Well, isn't this just the world turned cattywampus.
Remember back in the day -- and I mean really back in the day -- when college hoopers of a certain refinement could declare something called "hardship" and enter the NBA draft before their college eligibility ran out?
Didn't really matter whether the hardship was actually hardship (though in a lot of cases it was). It was a slick little loophole for players to escape the collegiate plantation and start drawing a hefty paycheck for doing what they were good at. And a lot of guys did that.
Bound forward over an Everest of years and a foothill of decades, change "guys" to "gals", and check out what's happening here in the year of our Lord 2025.
Seems the women are declaring anti-hardship. Or something very like it.
In the last week, a couple of them with college eligibility still to run have decided to stick around campus -- some campus, anyway -- for another year rather than enter the WNBA draft. And this despite the fact both players were likely to be lottery picks in said draft.
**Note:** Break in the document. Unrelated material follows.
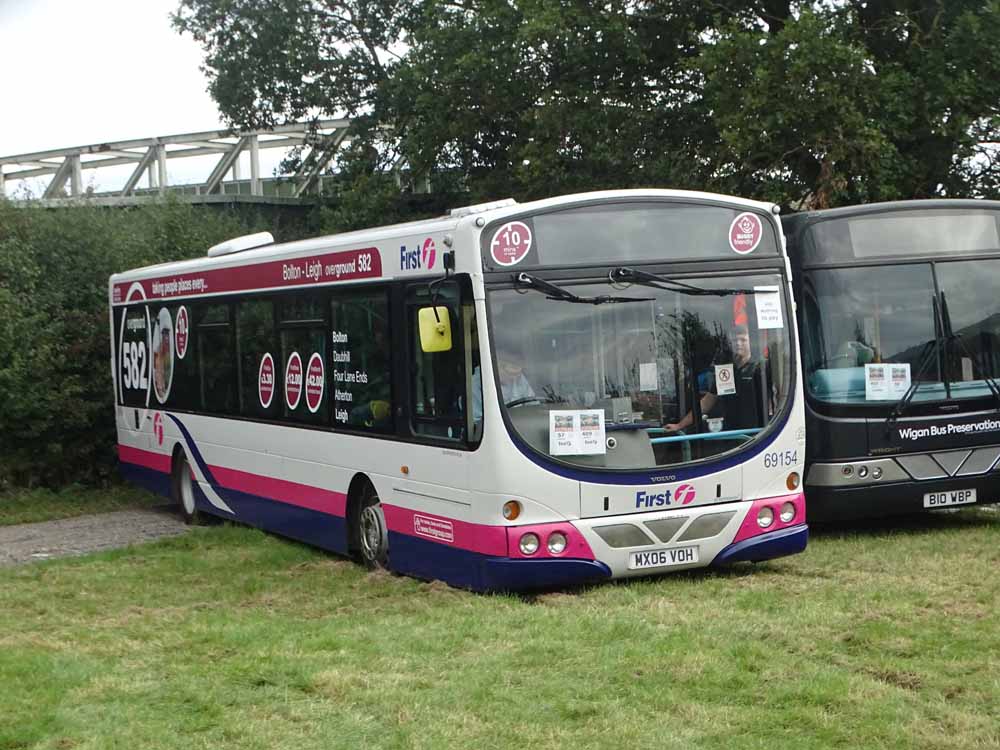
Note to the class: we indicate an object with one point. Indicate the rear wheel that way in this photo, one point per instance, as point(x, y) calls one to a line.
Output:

The first, Notre Dame guard Olivia Miles, was projected to be the No. 2 pick in the draft and ship out for Seattle and the Storm. She's decided to enter the transfer portal instead, on account of she can probably make more money next season via NIL deals than the Storm would be willing or able to pay her.
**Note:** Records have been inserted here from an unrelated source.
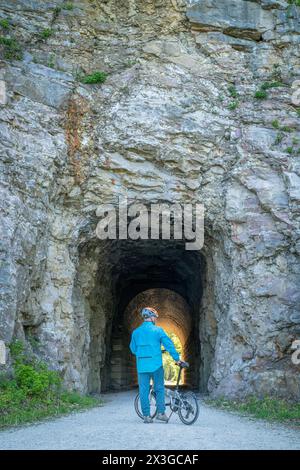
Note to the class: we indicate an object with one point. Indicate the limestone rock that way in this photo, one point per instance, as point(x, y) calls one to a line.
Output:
point(239, 18)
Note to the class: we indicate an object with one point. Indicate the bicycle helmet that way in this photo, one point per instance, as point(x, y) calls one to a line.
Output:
point(149, 312)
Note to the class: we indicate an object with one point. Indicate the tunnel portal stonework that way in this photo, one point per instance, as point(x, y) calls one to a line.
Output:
point(178, 119)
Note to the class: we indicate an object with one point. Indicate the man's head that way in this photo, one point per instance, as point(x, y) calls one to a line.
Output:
point(149, 314)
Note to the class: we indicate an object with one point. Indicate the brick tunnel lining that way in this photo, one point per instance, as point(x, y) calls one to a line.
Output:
point(168, 269)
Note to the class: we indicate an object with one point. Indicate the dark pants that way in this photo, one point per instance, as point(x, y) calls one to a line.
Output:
point(159, 388)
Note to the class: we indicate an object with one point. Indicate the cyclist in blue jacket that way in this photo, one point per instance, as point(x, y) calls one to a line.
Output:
point(145, 344)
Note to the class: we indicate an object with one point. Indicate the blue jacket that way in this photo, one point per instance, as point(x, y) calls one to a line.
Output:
point(146, 342)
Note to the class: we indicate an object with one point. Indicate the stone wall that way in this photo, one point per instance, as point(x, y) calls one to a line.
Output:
point(176, 120)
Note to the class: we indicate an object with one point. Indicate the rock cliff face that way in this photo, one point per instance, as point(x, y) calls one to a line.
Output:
point(201, 104)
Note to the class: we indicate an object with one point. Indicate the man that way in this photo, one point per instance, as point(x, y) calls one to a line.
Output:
point(146, 342)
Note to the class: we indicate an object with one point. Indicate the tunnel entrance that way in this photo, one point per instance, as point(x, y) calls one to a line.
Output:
point(115, 279)
point(175, 317)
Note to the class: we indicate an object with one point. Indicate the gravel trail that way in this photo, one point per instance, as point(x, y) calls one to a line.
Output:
point(116, 426)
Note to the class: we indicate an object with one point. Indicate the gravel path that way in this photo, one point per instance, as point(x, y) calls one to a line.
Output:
point(116, 426)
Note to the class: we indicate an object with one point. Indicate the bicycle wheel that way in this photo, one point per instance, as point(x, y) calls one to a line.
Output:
point(188, 410)
point(137, 405)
And the second player to announce she's foregoing the WNBA?
That would be LSU guard Flau'Jae Johnson, also a virtual lottery lock, who was last seen scoring 28 points for the 3-seed Tigers in their Elite Eight loss to top-seeded UCLA. This season she averaged 18.6 points and was a third-team All-America.
But she's got a cozy NIL deal with Unrivaled which includes equity in Unrivaled's 3-on-3 league, which just concluded its inaugural season. This, again, almost surely makes her more financially secure than any WNBA team could make her. So Johnson will stick around Baton Rouge or wherever for another year, because the WNBA will still be around next year and, if Johnson has another stickout season, her draft status will likely rise still further.
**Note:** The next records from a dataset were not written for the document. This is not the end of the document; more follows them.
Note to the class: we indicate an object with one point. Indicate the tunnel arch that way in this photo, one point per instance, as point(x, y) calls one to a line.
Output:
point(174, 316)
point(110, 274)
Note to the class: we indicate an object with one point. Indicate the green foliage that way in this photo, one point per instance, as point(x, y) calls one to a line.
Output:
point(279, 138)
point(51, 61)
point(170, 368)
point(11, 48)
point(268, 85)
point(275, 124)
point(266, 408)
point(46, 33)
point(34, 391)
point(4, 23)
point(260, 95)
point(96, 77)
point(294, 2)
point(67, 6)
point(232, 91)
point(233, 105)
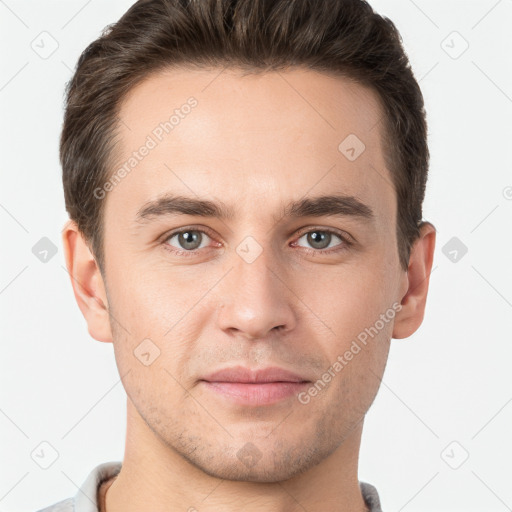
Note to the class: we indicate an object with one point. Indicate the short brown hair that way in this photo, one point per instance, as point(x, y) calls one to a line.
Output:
point(344, 37)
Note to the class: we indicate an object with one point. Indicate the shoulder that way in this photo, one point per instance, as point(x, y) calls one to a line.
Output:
point(61, 506)
point(371, 497)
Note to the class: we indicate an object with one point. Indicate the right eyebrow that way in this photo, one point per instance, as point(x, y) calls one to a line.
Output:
point(327, 205)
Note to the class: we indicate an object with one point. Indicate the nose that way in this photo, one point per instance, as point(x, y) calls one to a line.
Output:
point(256, 298)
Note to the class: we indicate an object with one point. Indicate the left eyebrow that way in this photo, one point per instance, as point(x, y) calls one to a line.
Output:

This of course knocks the whole concept of "turning pro" into a cocked hat, because Miles and Johnson and college players of their stature have already turned pro in everything but name. The NCAA so botched the NIL and transfer portal rollout that virtually every college kid who can hit the J or bang the glass is a perpetual free agent, jumping from one school to another to another in an unending search for the chunkier deal.
It's a model that simply isn't sustainable, and everyone knows it. It remains only for the schools to finally admit their "student-athletes" really are paid employees after all, and start signing them to contracts the way they would some hotshot coach.
Now, I don't know if two players opting to stay in college because the potential money's better constitutes a trend, but it kinda feels like it. And in a backassward sort of way, it lends weight to WNBA player complaints that they are grotesquely underpaid in light of the league's Caitlin Clark-fueled explosion.
That they are grotesquely underpaid is beyond debate; Clark, the driving force behind the WNBA's surge in popularity, will make just over $78,000 this year to play for the Indiana Fever. The average NBA player is making just shy of $12 million -- or not quite 154 times more.
This is not to say WNBA players should be paid what NBA players are paid; even Clark admits that's ridiculous. But it is saying they should be paid more than they are.
Especially when a potential lottery pick can decide to "stay in school" and make more money.
World turned cattywampus. Oh, you bet.